I want to write a function that return random unique pair numbers every time call it from a range until resetting it.
Something like this:
function randomUniquePairs($ranges, $reset = false){
if ($reset === false){
// some code for reseting
}
/*
some code for creating random unique pair numbers
*/
return $result;
}
randomUniquePairs(range(1,10), range(1,20));
/*
this function returns for example:
array(2,9)
*/
randomUniquePairs(range(1,10), range(1,20));
/*
this function returns for example:
array(5,19)
*/
randomUniquePairs(range(1,10), range(1,20));
/*
this function returns for example:
array(5,9)
*/
//this function returns random unique pairs until we pass reset paramer true
I tried two approaches:
Approach 1
My first attempt was to make an array of all of possible pairs then select from them randomly, but it is very inefficient, because if ranges are so wide, it consumes a lot of memory.
the code:
class a {
private $asqar;
function __construct() ($range) {
// cycle for ranges
foreach ($range[0] as $v1) {
foreach ($range[1] as $v2) {
$asqar[] = array(
$v1,
$v2,
);
}
}
}
function randomUniquePairs($reset = false){
if ($reset === true){
$this->asgar = array();
}
$rndKey = array_rand($this->asgar);
$result = $this->asqar[$rndkey];
unset($this->asqar[$rndkey]);
return $result;
}
}
$c = new a(range(1,10), range(1,20));
$c->randomUniquePairs();
Approach 2
My second attempt was to write a function that produce a pair from these ranges, then store it in a variable, every time that function calls after producing a pair , it checks if this pair produced before call function recursively, it continues until it produce a unique pair.
Here’s the code:
class a{
private $__uniqueVariables = array();
public function randomUniquePairs($range, $reset = false) {
if ($reset === true){
$this->__uniqueVariables = array();
}
// cycle for each value
foreach ($range as $value) {
// shuffle
shuffle($value);
// selected id
$selectedId[] = $value[0];
}
// check for selected variable
if (in_array($rndUnqNum, $this->__uniqueVariables)) {
// return for try again
return $this->uniqueVariable($range);
}
// added to current unique variables
$this->__uniqueVariables[] = $rndUnqNum;
// return
return $rndUnqNum;
}
}
but this second approach has an issue that sometimes throw Fatal error: Maximum function nesting level of '100' reached
.
I’m looking for a better approach to my algorithm.
7
Something you need to determine is how ‘fair’ you want this to be and the performance as the unused space becomes exhausted.

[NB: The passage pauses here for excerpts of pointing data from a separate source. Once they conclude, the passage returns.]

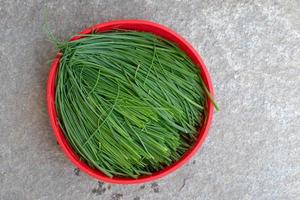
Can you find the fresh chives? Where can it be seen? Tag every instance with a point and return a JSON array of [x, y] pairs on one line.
[[129, 103]]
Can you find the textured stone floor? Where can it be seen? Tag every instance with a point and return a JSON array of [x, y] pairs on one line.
[[252, 50]]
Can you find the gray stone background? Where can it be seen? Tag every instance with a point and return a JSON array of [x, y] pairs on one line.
[[252, 50]]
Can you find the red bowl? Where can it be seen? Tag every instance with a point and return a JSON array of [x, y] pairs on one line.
[[136, 25]]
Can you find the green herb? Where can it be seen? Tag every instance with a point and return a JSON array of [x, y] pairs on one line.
[[129, 103]]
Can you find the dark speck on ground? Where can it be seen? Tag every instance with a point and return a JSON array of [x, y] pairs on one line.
[[76, 171], [155, 187]]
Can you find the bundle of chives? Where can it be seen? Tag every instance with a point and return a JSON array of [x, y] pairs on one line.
[[129, 103]]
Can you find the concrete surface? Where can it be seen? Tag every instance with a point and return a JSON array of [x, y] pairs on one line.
[[252, 50]]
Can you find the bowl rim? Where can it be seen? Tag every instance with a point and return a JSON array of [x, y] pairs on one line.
[[137, 25]]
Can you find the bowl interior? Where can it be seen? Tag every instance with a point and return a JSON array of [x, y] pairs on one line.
[[137, 25]]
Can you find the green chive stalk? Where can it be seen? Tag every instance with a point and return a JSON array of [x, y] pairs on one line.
[[129, 103]]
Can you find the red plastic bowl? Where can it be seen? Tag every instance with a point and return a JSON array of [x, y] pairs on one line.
[[137, 25]]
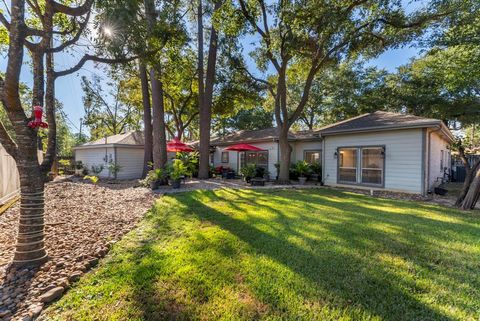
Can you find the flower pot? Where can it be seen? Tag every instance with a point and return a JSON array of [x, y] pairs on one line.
[[302, 180], [154, 184], [176, 183]]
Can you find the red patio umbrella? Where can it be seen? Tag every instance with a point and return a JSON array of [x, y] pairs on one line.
[[175, 145], [242, 148]]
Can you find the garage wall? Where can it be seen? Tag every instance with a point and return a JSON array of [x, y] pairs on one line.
[[298, 149], [131, 162], [403, 157], [437, 145], [94, 157], [9, 179]]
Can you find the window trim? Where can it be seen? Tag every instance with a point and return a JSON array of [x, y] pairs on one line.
[[222, 160], [305, 151], [359, 167]]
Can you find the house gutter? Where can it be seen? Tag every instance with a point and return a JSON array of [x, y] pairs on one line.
[[429, 147]]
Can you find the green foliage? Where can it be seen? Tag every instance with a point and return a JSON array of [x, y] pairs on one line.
[[96, 169], [157, 175], [191, 162], [93, 179], [177, 170], [114, 168], [110, 112], [302, 168]]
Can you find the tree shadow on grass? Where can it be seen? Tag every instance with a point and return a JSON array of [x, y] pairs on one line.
[[347, 277]]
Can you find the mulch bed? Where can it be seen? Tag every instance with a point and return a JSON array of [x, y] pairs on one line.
[[82, 221]]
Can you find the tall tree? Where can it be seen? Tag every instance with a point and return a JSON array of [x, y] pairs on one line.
[[319, 34], [206, 82]]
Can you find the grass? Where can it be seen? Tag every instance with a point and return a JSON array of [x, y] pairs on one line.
[[286, 255]]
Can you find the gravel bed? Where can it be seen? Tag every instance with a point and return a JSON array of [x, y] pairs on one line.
[[82, 221]]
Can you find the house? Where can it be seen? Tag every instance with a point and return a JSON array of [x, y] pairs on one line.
[[9, 178], [125, 150], [380, 150]]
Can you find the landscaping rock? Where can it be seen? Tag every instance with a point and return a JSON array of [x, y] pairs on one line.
[[82, 221], [51, 295]]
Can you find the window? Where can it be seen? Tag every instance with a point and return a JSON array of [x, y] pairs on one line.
[[212, 158], [313, 156], [258, 158], [225, 157], [372, 165], [366, 169], [347, 165], [441, 160]]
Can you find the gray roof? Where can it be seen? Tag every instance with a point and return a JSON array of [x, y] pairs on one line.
[[379, 120], [131, 138], [268, 134]]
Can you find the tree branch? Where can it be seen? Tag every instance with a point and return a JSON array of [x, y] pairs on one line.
[[72, 11], [88, 57]]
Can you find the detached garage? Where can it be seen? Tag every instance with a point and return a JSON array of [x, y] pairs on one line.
[[125, 150]]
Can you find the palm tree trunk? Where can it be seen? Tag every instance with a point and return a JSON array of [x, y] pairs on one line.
[[147, 120]]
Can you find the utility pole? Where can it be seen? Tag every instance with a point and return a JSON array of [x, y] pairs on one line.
[[80, 133]]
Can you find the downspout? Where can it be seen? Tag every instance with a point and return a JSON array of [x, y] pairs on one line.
[[115, 160], [427, 186]]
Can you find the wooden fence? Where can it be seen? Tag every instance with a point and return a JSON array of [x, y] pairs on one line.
[[9, 181]]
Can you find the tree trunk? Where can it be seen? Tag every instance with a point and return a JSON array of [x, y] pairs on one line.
[[147, 121], [469, 175], [207, 101], [285, 152], [30, 249], [158, 122], [204, 149], [473, 193]]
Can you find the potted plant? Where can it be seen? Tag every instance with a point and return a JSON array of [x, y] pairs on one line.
[[177, 172], [79, 168], [113, 169], [302, 168], [248, 172], [316, 169], [154, 179]]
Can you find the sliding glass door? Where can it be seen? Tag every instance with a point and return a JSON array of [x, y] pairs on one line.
[[372, 165], [347, 165], [368, 169]]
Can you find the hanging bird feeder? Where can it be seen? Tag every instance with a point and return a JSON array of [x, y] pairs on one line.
[[37, 122]]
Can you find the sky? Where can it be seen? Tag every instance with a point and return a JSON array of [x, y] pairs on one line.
[[69, 91]]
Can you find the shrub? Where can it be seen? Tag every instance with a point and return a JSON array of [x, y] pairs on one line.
[[97, 169], [113, 169], [249, 171], [154, 176], [177, 170], [93, 179]]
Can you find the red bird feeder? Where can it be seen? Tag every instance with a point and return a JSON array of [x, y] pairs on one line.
[[37, 122]]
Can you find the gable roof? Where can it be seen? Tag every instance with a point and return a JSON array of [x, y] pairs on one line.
[[381, 120], [134, 138], [268, 134]]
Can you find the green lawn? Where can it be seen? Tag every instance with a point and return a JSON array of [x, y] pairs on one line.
[[286, 255]]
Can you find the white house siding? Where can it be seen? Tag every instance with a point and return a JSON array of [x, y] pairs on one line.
[[271, 147], [299, 148], [94, 157], [9, 179], [130, 161], [436, 145], [403, 156]]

In essence, you want a random box from a N dimensional array. Its not the box itself that is important, but the location of the box that is important.
Under the covers, a 10×20 array is often represented as a 1×200 array with some math behind it to access the right spot. If you were to access [5][13]
, you are actually accessing location [5*20 + 13]
. You can use the same approach to go from a number back to the position. Location 113 goes to the integer devision by 20 and remainder giving 5 r13
.
So now, you don’t need to actually store 200 pairs (though that isn’t a lot), you just need a bitfield of 200 bits long. Generate a random number within the proper range and mark it as used in the bitfield.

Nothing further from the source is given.